I have Hashimotos. My T4 is out of reference range, too high, but not by much, and I have been well all year on 125mcg Thyroxine.. Saw a different GP six weeks ago, who asked me to lower my Thyroxine, within two days original painful joints and muscles had returned, so I self medicated back to original dose. Have felt fine since, but at the weekend the painful joints and muscles came back with a vengance although my dosage hadn't altered. Have spent a lot of this week horizontal, but still have joint pains, Now I am wondering if I have Polymyalgia or something else :(

3 Replies

You may well need a slight increase again. I am really exasperated that doctors adjust meds according to the TSH. This is a reply I did earlier.

This is another link and read the whole article.
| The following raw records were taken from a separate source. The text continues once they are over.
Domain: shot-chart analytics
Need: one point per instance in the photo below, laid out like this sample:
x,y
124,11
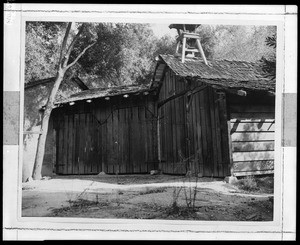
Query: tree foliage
x,y
124,53
269,64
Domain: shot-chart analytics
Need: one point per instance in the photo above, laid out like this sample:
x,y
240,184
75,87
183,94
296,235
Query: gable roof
x,y
104,92
232,74
77,80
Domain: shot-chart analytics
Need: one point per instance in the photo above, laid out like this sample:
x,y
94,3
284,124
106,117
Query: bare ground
x,y
144,197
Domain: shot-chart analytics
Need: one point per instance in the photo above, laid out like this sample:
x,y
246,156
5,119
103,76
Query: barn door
x,y
207,135
77,145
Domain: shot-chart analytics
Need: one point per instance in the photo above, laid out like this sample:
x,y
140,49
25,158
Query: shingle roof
x,y
227,73
105,92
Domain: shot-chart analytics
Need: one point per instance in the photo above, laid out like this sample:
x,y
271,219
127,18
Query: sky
x,y
163,29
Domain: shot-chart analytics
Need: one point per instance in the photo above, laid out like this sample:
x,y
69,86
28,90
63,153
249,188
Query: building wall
x,y
252,120
193,128
115,136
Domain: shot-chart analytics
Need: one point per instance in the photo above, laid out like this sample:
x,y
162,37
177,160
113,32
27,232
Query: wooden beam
x,y
271,93
183,49
172,97
242,92
32,132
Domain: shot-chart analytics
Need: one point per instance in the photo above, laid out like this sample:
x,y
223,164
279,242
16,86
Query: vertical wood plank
x,y
213,131
70,143
218,133
110,143
204,132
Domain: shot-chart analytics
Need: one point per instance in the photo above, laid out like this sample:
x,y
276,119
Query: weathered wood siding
x,y
193,128
115,136
252,134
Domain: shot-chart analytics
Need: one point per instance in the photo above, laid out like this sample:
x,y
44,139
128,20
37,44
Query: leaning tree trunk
x,y
63,66
37,169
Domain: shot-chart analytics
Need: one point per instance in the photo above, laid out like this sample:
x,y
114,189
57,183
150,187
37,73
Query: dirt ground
x,y
145,197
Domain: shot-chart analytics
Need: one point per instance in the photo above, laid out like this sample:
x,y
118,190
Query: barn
x,y
213,118
216,119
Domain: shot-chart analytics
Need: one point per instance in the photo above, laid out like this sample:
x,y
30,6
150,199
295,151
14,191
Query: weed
x,y
248,184
190,192
153,190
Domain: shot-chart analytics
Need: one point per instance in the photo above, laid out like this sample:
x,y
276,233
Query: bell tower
x,y
189,41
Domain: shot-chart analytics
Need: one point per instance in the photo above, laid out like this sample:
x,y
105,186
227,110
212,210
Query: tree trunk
x,y
39,158
37,170
62,68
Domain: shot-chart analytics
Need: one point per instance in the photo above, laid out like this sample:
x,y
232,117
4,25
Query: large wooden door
x,y
194,134
78,149
112,140
207,133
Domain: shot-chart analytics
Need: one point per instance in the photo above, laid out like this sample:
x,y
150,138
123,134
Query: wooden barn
x,y
215,119
112,130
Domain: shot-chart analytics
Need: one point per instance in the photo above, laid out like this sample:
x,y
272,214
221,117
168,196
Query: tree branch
x,y
67,56
64,43
79,56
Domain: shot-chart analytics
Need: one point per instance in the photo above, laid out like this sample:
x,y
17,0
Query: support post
x,y
201,51
183,49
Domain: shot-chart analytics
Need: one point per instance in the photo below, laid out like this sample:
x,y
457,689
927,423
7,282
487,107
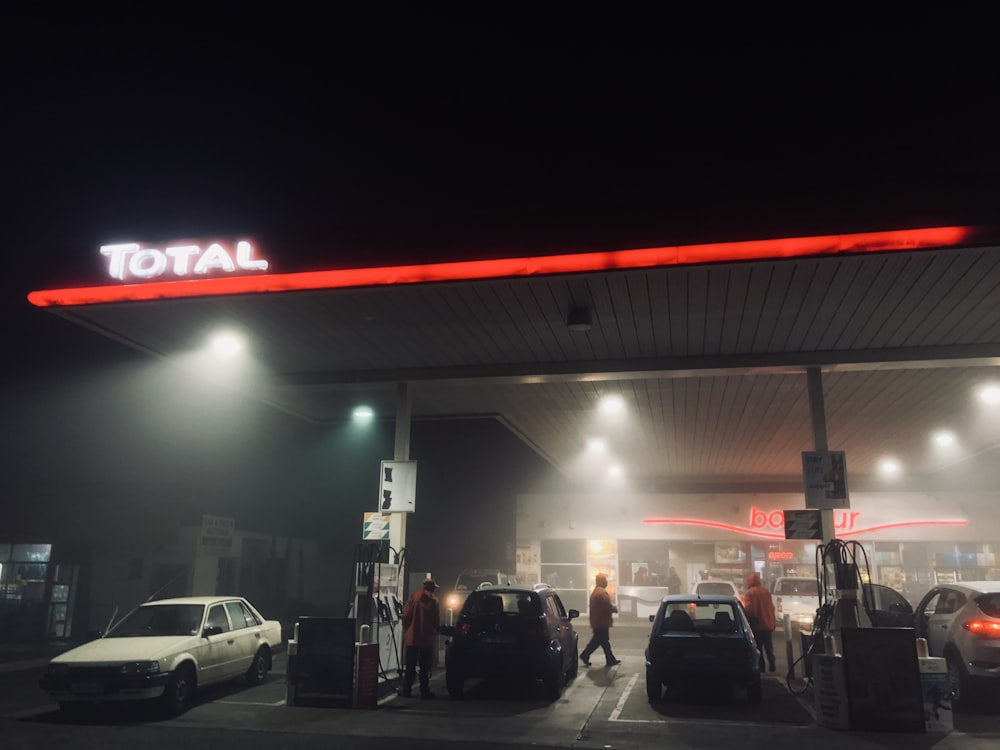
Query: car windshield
x,y
803,587
160,619
506,602
715,587
470,581
699,616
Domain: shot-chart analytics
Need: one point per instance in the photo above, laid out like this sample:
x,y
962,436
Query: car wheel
x,y
455,683
553,683
654,688
958,681
180,690
258,670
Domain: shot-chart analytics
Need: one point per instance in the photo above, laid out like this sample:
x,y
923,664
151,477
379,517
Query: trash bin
x,y
811,644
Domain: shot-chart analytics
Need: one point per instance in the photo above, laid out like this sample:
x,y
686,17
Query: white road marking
x,y
624,698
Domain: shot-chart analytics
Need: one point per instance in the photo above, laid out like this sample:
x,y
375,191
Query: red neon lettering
x,y
775,519
758,519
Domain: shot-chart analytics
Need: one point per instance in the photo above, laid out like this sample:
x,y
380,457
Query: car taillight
x,y
984,628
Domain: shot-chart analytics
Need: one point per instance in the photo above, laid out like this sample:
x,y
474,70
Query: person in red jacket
x,y
421,618
601,611
760,611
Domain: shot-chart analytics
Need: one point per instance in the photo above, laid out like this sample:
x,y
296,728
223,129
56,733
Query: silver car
x,y
165,650
961,622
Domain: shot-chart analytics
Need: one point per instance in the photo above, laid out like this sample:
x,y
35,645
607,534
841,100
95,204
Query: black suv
x,y
513,632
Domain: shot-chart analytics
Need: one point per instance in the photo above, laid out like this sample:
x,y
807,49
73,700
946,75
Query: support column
x,y
817,414
401,452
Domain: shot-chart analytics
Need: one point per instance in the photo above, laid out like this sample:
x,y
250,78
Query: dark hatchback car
x,y
512,632
704,641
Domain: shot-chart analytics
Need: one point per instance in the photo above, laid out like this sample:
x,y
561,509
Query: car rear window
x,y
470,581
712,588
491,603
699,616
804,587
989,604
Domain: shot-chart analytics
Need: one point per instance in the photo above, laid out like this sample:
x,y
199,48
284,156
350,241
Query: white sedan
x,y
165,650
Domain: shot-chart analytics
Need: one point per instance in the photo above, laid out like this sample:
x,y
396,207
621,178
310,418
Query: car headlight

In the recent community-based study in the UK, 48.6% of patients had persisting hypothyroid symptoms despite being on T4-replacement and having "normal" TSH levels.[21] Moreover, each of four replacement studies published in 2003 showed that hypothyroid patients on T4-replacement still suffered from hypothyroid symptoms or abnormal scores on tests of health status.[26][27][28][29]

2.These studies and others prove a point that should horrify anyone with a humane concern for the welfare of patients: Many thyroid diagnoses and dosage decisions doctors make based on blood level testing are bound to vary, depending on timing. In other words, which thirty-minute period on which day and which week the patients’ blood is drawn for testing can cause variation in test results, and thus variation and inconsistency in decisions that are based on those results.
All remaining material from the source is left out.